Tzolk’in - The Mayan Calendar tem a pouca interacção que é normal neste tipo de jogos, como por exemplo, pode-se ocupar a acção que outro jogador queria ou então ganhar uma maioria (nos deuses) sobre um jogador em detrimento de outro, mas não há nada de confrontos directos.

Tempo de jogo: aproximadamente 25 a 30 minutos por jogador, mas cuidado com o AP …

Este jogo é na sua essência um worker placement, mas o que realmente o distingue dos outros da sua categoria até nem são as rodas que tem, mas sim o facto de que a realização da acção pretendida ocorre quando se retira o trabalhador e não quando se coloca.

Eu gosto muito deste mecanismo, mas também é justo afirmar que esse mesmo mecanismo é um chamariz para o AP, pois as jogadas têm que ser planeadas com alguns turnos de avanço.
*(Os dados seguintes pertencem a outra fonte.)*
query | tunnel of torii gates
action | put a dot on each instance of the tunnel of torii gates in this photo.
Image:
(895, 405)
Exemplo: “se eu quero comprar um edifício, tenho que colocar um trabalhador em determinada roda para quatro turnos depois fazer essa acção, consequentemente tenho que colocar um trabalhador no turno seguinte na roda dos recursos para garantir que três turnos depois tenho o ouro necessário para comprar o edifício, adicionalmente tenho também que colocar um trabalhador dois turnos depois para obter no final do quarto turno a madeira também necessária para pagar o mesmo edifício….”  Help, help … call the AP police !!!

Dependência de língua: não há nenhuma, dá para comprar em qualquer língua, é só escolher o mais barato …
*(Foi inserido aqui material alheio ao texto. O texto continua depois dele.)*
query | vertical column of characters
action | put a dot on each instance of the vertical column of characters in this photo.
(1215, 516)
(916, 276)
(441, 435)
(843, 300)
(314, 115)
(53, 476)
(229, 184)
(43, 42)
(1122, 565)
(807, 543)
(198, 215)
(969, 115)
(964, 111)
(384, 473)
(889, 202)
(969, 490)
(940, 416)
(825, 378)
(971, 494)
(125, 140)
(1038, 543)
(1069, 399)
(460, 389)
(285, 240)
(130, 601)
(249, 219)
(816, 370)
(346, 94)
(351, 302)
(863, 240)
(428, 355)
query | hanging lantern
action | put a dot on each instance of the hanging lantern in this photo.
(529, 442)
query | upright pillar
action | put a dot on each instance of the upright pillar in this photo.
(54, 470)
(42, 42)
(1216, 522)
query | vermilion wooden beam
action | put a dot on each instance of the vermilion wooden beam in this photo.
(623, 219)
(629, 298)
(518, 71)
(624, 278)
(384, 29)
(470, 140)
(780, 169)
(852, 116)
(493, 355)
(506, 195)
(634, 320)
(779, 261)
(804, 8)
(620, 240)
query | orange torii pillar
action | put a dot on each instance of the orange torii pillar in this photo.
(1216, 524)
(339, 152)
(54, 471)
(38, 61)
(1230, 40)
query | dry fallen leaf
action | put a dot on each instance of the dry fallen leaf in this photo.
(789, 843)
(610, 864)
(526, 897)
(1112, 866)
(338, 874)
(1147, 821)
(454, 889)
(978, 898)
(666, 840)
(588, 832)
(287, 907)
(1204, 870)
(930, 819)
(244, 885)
O jogo não tem qualquer dependência de língua. Caso seja necessário, o livro de regras em inglês está disponível no BGG.

Componentes: são excelentes !

A arte do tabuleiro é muito boa, as rodas dentadas são muito apelativas e quem passa pela mesa de jogo pára sempre um pouco a observar. As madeiras são funcionais, os edifícios são de cartão de boa qualidade, o livro de regras está muito bem escrito e as caveiras dão um toque engraçado ao jogo.

Claro que com as rodas pintadas, este jogo fica bem mais bonito, mas para isso é preciso ter jeito e paciência.

A segunda edição do jogo já traz algumas alterações, a saber: o ouro é amarelo (na primeira edição é dourado) e o tabuleiro não é tão brilhante. Duas pequenas mas boas alterações.

Tema: está razoavelmente colado …

Para um euro puro o tema até está conseguido, pois o calendário Tzolk’in está lá, a adoração aos deuses também, a construção de templos e até o desenvolvimento das tecnologias Mayas estão presentes no jogo. Mas atenção, o jogo é um euro e o tema não é muito relevante na experiência de jogo.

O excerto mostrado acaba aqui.